Após os problemas, ainda faltava uma definição bastante importante: quem são os usuários? Atualmente, boa parte dos brasileiros é obrigada a declarar, ou seja, o público é bastante amplo, indo desde de parcelas mais vulneráveis da população até especialistas na área. 

Diante da citada abrangência, claro que é impossível abraçar com algumas poucas personas todos os públicos. Entretanto, fiz um esforço para definir alguns dos principais — e diversos — tipos de usuário a partir da definição de 6 personas-chave:

  1. Senhor Sebastião (“O Aposentado teimoso”): este querido senhor representa uma faixa, digamos… “mais madura” da população brasileira. Possui muitas dificuldades com qualquer tipo de tecnologia, embora goste de tentar fazer tudo sozinho.
  2. Ana Lúcia (“Pessoa com deficiência visual independente”): uma brasileira que sabe o que é batalhar na vida. Apesar das suas dificuldades, aprecia ser reconhecida por suas conquistas e gosta de levar uma vida independente. Não possui muitas dificuldades com tecnologias, porém, reconhece que ainda falta acessibilidade nos meios digitais.
  3. Lucca (“Mais novo dono de startup”): tecnologia é o seu forte. Apesar de novo, o Lucca é bastante ligado nas tendências de mercado. Por esse motivo, gosta sempre de realizar as tarefas de modo rápido e sem muitas burocracias.
  4. Norberto (“Empresário super ocupado”): seu negócio é trabalho, boatos que ele é o que chamam de workaholic. Apesar de bons conhecimentos em tecnologia e negócios, costuma ficar muito irritado quando algo acontece de forma inesperada. Não tem tempo a perder.
  5. Roberta (“Contadora autônoma”): se você tem dificuldades com o Imposto de Renda, chame a Roberta! Ela já trabalha há alguns anos na área, inclusive, ajuda vários outros usuários a declararem seus impostos.
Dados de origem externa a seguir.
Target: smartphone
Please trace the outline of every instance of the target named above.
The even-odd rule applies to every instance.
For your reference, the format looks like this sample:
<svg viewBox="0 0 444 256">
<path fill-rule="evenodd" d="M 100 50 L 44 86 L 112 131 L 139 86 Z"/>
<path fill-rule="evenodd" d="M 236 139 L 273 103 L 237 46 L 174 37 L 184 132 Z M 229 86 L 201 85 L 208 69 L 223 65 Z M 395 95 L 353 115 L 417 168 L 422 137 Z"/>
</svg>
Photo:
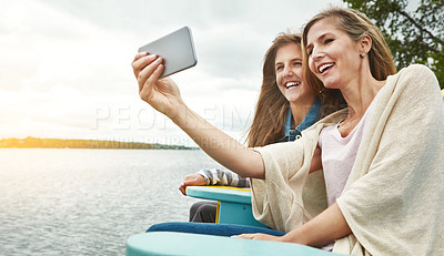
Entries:
<svg viewBox="0 0 444 256">
<path fill-rule="evenodd" d="M 139 48 L 139 52 L 149 52 L 163 59 L 164 69 L 160 78 L 198 64 L 193 37 L 189 27 L 183 27 Z"/>
</svg>

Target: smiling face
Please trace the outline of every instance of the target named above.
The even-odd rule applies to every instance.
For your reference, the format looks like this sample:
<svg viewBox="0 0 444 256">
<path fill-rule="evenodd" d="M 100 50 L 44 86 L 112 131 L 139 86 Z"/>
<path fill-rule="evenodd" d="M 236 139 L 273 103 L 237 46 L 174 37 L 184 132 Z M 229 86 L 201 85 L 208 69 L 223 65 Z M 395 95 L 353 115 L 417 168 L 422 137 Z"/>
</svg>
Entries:
<svg viewBox="0 0 444 256">
<path fill-rule="evenodd" d="M 341 89 L 359 79 L 360 43 L 335 25 L 337 18 L 316 21 L 306 35 L 309 68 L 325 88 Z"/>
<path fill-rule="evenodd" d="M 274 70 L 278 88 L 290 103 L 313 101 L 314 92 L 303 79 L 302 50 L 297 43 L 278 49 Z"/>
</svg>

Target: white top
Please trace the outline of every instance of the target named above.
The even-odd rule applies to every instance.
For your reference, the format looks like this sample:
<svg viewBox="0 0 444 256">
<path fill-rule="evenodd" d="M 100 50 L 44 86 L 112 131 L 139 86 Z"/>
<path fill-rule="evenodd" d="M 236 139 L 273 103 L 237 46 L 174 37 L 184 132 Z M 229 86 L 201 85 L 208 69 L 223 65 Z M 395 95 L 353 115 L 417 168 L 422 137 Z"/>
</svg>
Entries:
<svg viewBox="0 0 444 256">
<path fill-rule="evenodd" d="M 321 131 L 319 145 L 322 152 L 321 158 L 329 206 L 334 204 L 344 191 L 356 158 L 357 149 L 361 145 L 366 123 L 372 116 L 380 92 L 376 93 L 361 121 L 347 136 L 342 137 L 339 131 L 341 122 L 336 125 L 324 127 Z"/>
</svg>

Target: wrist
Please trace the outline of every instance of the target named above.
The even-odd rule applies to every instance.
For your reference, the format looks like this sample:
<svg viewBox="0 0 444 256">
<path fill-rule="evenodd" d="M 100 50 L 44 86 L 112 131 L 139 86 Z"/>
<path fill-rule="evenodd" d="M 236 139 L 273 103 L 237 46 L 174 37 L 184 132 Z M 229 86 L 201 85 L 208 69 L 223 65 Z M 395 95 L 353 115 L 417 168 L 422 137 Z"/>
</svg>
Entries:
<svg viewBox="0 0 444 256">
<path fill-rule="evenodd" d="M 284 236 L 282 236 L 282 242 L 300 245 L 311 245 L 309 239 L 310 236 L 304 232 L 304 225 L 302 225 L 301 227 L 286 233 Z"/>
</svg>

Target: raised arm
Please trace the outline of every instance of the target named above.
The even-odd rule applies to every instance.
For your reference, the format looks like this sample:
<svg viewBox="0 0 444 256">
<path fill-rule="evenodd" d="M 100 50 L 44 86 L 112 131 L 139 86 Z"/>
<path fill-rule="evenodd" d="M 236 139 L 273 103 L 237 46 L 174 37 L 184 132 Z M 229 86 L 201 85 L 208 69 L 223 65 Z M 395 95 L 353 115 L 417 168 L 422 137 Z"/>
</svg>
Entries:
<svg viewBox="0 0 444 256">
<path fill-rule="evenodd" d="M 208 155 L 241 176 L 264 178 L 261 155 L 230 137 L 190 110 L 171 79 L 161 79 L 162 59 L 138 53 L 132 68 L 139 83 L 140 98 L 170 117 Z"/>
</svg>

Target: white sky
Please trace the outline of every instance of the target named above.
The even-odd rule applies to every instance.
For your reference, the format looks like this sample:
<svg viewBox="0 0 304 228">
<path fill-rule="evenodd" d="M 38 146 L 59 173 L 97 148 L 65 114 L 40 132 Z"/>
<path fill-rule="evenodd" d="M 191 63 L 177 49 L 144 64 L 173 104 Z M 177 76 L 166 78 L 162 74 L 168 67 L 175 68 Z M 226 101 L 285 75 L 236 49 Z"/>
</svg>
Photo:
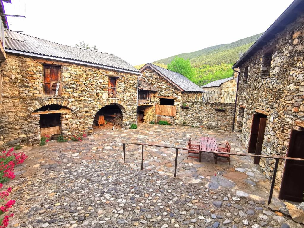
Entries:
<svg viewBox="0 0 304 228">
<path fill-rule="evenodd" d="M 12 0 L 10 28 L 71 46 L 84 40 L 132 65 L 264 32 L 292 0 Z"/>
</svg>

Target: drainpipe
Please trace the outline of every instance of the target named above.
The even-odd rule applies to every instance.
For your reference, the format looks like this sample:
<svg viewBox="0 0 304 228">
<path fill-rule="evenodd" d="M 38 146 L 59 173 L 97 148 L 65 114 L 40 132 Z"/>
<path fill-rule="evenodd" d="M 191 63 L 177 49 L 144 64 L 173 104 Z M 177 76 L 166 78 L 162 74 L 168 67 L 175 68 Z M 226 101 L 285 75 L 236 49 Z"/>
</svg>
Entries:
<svg viewBox="0 0 304 228">
<path fill-rule="evenodd" d="M 137 125 L 137 115 L 138 111 L 138 85 L 139 84 L 139 78 L 143 77 L 142 75 L 137 78 L 137 98 L 136 99 L 136 125 Z"/>
<path fill-rule="evenodd" d="M 232 131 L 234 130 L 234 124 L 235 122 L 235 113 L 237 111 L 237 92 L 239 90 L 239 82 L 240 81 L 240 71 L 234 70 L 232 67 L 233 71 L 237 73 L 237 94 L 235 95 L 235 102 L 234 103 L 234 112 L 233 114 L 233 120 L 232 122 Z"/>
</svg>

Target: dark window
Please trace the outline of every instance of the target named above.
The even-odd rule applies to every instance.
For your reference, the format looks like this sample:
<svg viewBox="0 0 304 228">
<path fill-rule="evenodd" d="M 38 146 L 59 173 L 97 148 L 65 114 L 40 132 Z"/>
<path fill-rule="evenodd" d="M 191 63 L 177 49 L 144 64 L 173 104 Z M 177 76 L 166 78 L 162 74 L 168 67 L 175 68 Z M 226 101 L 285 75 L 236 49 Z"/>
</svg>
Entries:
<svg viewBox="0 0 304 228">
<path fill-rule="evenodd" d="M 60 84 L 60 70 L 59 67 L 43 65 L 43 91 L 45 95 L 55 96 L 57 85 Z"/>
<path fill-rule="evenodd" d="M 160 98 L 160 104 L 164 105 L 174 105 L 174 99 L 168 98 Z"/>
<path fill-rule="evenodd" d="M 140 90 L 138 99 L 139 100 L 150 100 L 150 92 L 149 90 Z"/>
<path fill-rule="evenodd" d="M 272 53 L 273 51 L 272 50 L 263 55 L 261 72 L 261 76 L 262 78 L 268 77 L 270 74 L 271 61 L 272 60 Z"/>
<path fill-rule="evenodd" d="M 109 95 L 114 97 L 116 96 L 116 87 L 117 85 L 118 78 L 109 77 L 109 87 L 108 91 Z"/>
<path fill-rule="evenodd" d="M 246 67 L 244 70 L 244 81 L 247 81 L 247 78 L 248 78 L 248 71 L 249 70 L 249 67 Z"/>
</svg>

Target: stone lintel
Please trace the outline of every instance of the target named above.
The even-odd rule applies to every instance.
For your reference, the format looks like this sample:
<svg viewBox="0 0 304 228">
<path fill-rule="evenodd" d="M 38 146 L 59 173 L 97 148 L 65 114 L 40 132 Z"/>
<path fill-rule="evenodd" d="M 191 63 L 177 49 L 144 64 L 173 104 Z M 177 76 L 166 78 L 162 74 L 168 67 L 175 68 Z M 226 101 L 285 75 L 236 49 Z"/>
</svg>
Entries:
<svg viewBox="0 0 304 228">
<path fill-rule="evenodd" d="M 257 112 L 260 113 L 261 114 L 264 114 L 264 115 L 266 115 L 266 116 L 269 116 L 269 112 L 266 112 L 264 110 L 262 110 L 261 109 L 255 109 L 254 111 L 255 112 Z"/>
<path fill-rule="evenodd" d="M 304 128 L 304 120 L 297 119 L 295 121 L 294 124 L 298 127 Z"/>
</svg>

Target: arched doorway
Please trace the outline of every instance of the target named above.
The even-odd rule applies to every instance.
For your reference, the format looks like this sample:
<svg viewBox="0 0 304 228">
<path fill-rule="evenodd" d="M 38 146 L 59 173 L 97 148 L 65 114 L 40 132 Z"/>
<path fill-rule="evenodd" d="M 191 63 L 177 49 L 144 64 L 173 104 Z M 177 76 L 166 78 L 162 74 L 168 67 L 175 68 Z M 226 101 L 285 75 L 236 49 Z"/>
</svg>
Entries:
<svg viewBox="0 0 304 228">
<path fill-rule="evenodd" d="M 121 105 L 116 103 L 102 107 L 97 112 L 94 118 L 93 130 L 105 127 L 112 128 L 113 126 L 115 128 L 117 127 L 121 128 L 123 126 L 124 110 Z M 100 119 L 100 116 L 103 116 L 105 124 L 104 126 L 102 124 L 98 127 L 98 120 Z"/>
</svg>

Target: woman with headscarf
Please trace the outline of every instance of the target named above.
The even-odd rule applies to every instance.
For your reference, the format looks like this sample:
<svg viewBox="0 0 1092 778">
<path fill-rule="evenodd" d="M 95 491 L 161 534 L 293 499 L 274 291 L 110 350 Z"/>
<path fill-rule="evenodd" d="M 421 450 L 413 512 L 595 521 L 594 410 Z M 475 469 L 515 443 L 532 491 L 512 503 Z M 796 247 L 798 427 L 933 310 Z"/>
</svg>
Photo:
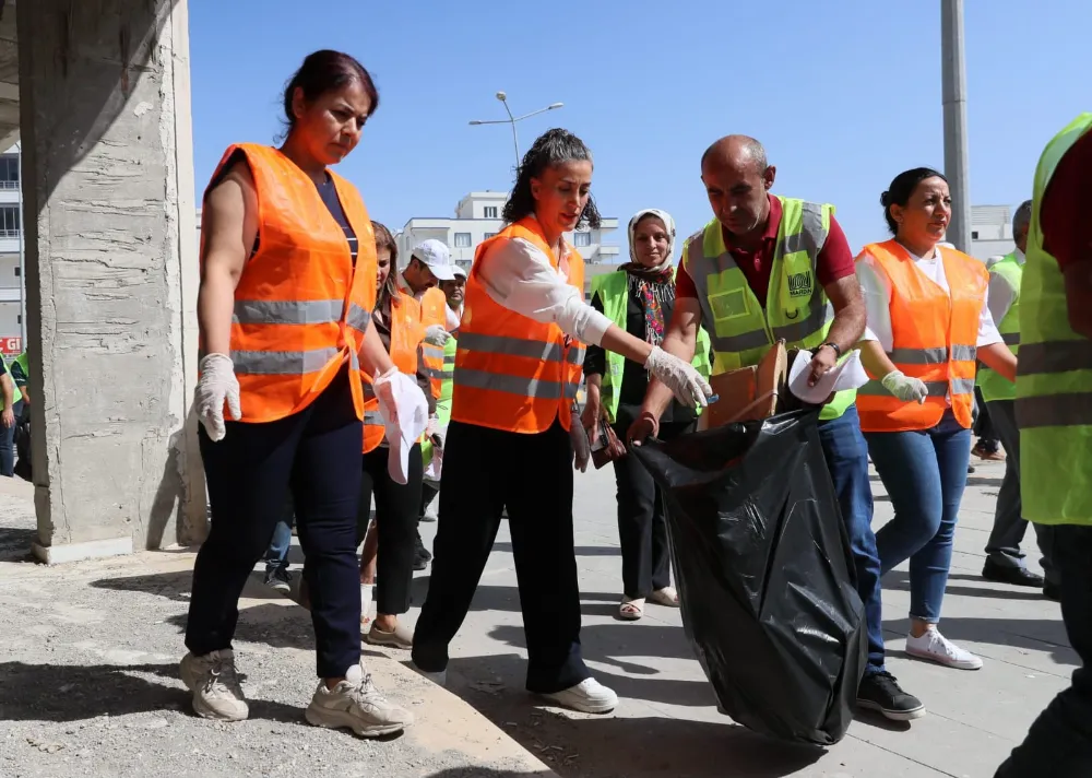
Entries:
<svg viewBox="0 0 1092 778">
<path fill-rule="evenodd" d="M 675 220 L 666 211 L 646 208 L 629 220 L 630 261 L 613 273 L 592 280 L 592 307 L 617 327 L 652 345 L 660 345 L 675 307 Z M 699 332 L 695 367 L 709 377 L 709 339 Z M 590 345 L 584 357 L 587 402 L 582 423 L 592 440 L 601 420 L 625 439 L 641 412 L 649 374 L 621 354 Z M 660 419 L 660 437 L 670 440 L 695 426 L 697 412 L 677 400 Z M 644 615 L 645 600 L 676 608 L 678 594 L 670 586 L 667 519 L 663 498 L 652 475 L 633 457 L 615 458 L 618 484 L 618 537 L 621 541 L 622 599 L 618 616 L 636 621 Z"/>
</svg>

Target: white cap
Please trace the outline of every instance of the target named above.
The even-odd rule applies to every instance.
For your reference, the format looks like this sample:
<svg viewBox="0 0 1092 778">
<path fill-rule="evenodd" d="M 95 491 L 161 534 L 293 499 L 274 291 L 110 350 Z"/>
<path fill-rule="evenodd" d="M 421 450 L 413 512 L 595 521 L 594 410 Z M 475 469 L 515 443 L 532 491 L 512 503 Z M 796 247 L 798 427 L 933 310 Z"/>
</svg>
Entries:
<svg viewBox="0 0 1092 778">
<path fill-rule="evenodd" d="M 448 247 L 439 240 L 429 238 L 413 247 L 411 256 L 417 259 L 431 271 L 438 281 L 452 281 L 455 278 L 452 271 L 451 252 Z"/>
</svg>

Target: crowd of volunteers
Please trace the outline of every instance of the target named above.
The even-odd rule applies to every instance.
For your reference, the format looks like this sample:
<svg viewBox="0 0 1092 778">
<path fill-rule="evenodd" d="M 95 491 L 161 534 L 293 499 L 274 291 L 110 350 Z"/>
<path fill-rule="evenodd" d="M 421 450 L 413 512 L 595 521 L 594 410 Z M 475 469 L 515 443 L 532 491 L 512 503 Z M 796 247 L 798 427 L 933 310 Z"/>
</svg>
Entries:
<svg viewBox="0 0 1092 778">
<path fill-rule="evenodd" d="M 319 679 L 307 720 L 361 735 L 410 726 L 361 662 L 361 635 L 411 651 L 444 683 L 506 517 L 526 688 L 613 710 L 617 696 L 581 655 L 574 471 L 608 449 L 618 617 L 677 606 L 664 500 L 627 447 L 693 431 L 715 401 L 710 376 L 758 364 L 779 340 L 811 352 L 811 382 L 854 350 L 870 377 L 819 416 L 865 604 L 859 707 L 895 720 L 925 714 L 885 664 L 881 578 L 903 562 L 906 652 L 983 665 L 939 627 L 976 384 L 1008 455 L 983 575 L 1060 599 L 1073 648 L 1092 659 L 1092 255 L 1077 227 L 1092 199 L 1092 115 L 1047 148 L 1034 198 L 1017 212 L 1017 249 L 989 269 L 943 243 L 941 173 L 895 176 L 880 203 L 890 236 L 855 256 L 832 204 L 772 193 L 776 168 L 761 143 L 728 135 L 700 160 L 709 223 L 680 239 L 668 213 L 639 211 L 630 261 L 596 275 L 589 302 L 583 259 L 566 238 L 600 224 L 579 138 L 554 129 L 534 142 L 503 229 L 468 271 L 437 240 L 400 269 L 390 231 L 331 169 L 378 106 L 359 62 L 317 51 L 285 90 L 284 142 L 233 145 L 205 191 L 195 405 L 212 521 L 181 664 L 198 714 L 248 715 L 232 650 L 238 599 L 262 558 L 268 581 L 287 588 L 294 520 Z M 869 459 L 894 508 L 875 532 Z M 437 516 L 429 554 L 417 524 Z M 1043 524 L 1046 581 L 1023 563 L 1024 519 Z M 412 630 L 402 616 L 413 570 L 429 562 Z M 1089 764 L 1087 672 L 999 776 L 1083 774 L 1064 770 Z M 1043 771 L 1049 764 L 1058 771 Z"/>
</svg>

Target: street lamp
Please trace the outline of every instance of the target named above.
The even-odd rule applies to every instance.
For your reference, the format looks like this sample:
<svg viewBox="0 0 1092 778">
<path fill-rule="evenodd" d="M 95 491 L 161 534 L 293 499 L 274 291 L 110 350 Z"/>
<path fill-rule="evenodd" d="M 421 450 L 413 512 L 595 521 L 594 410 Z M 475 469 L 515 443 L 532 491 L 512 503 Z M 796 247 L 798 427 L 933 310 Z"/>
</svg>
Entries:
<svg viewBox="0 0 1092 778">
<path fill-rule="evenodd" d="M 515 122 L 523 121 L 532 116 L 538 116 L 538 114 L 545 114 L 547 110 L 556 110 L 565 106 L 565 103 L 550 103 L 545 108 L 539 108 L 538 110 L 533 110 L 530 114 L 524 114 L 523 116 L 513 116 L 512 109 L 508 107 L 508 95 L 505 92 L 497 93 L 497 99 L 505 104 L 505 110 L 508 111 L 507 119 L 489 119 L 485 121 L 474 120 L 471 122 L 472 126 L 477 125 L 511 125 L 512 126 L 512 144 L 515 146 L 515 168 L 520 167 L 520 139 L 515 134 Z"/>
</svg>

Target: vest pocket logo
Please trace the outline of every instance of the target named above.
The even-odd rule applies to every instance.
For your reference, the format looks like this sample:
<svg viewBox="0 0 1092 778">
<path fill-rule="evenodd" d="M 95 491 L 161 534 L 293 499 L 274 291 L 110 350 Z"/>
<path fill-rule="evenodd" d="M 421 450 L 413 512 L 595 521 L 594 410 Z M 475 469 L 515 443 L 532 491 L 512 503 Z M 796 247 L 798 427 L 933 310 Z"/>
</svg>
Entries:
<svg viewBox="0 0 1092 778">
<path fill-rule="evenodd" d="M 811 271 L 805 270 L 803 273 L 793 273 L 788 276 L 790 297 L 810 297 L 815 285 L 811 282 Z"/>
</svg>

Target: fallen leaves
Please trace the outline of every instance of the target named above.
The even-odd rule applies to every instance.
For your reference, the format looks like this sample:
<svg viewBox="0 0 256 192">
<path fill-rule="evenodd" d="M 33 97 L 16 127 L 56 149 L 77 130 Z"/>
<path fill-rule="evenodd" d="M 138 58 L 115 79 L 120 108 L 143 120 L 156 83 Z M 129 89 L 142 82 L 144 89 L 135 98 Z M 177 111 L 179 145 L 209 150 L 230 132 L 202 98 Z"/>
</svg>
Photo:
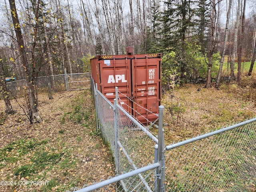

Ela não gosta muito de mudanças e às vezes tem dificuldades para usar o computador já que as tecnologias mudam toda hora.
  6. Karina (“Meu 1° Imposto de Renda”): ela é a mais nova adulta da praça. Entrou há pouco tempo no mercado de trabalho e precisa fazer sua primeira declaração. Apesar de “se virar” com as tecnologias ela não sabe nem por onde começar a sua declaração.
Gif com as várias imagens das personas + dados criados para elas.
Personas criadas para o relayout. Caso queira ver em mais detalhes, você pode acessar todas as imagens com as personas neste link.

Possíveis soluções (how might we)

Problemas categorizados, definidos, personas criadas mas… e agora, como resolver tudo isso?

Conforme citado anteriormente os problemas elencados foram diversos e, com certeza, muitos ainda foram deixados de lado em todo o processo. Afinal, é um projeto de grande complexidade. 

Para começar a pensar em soluções foi feito um processo de brainstorming. A partir de cada uma das grandes categorias de problemas foram elencadas várias possíveis soluções a fim de, em um segundo processo, validar a eficácia e aplicabilidade de cada uma delas.

Por exemplo, para o problema de existirem muitas fraudes foram elecadas como possíveis soluções a implementação de biometria, a existência de mais etapas de segurança, campanhas educativas, entre outros. O mesmo processo foi repetido para cada um dos problemas elencados anteriormente, conforme ilustram as imagens a seguir.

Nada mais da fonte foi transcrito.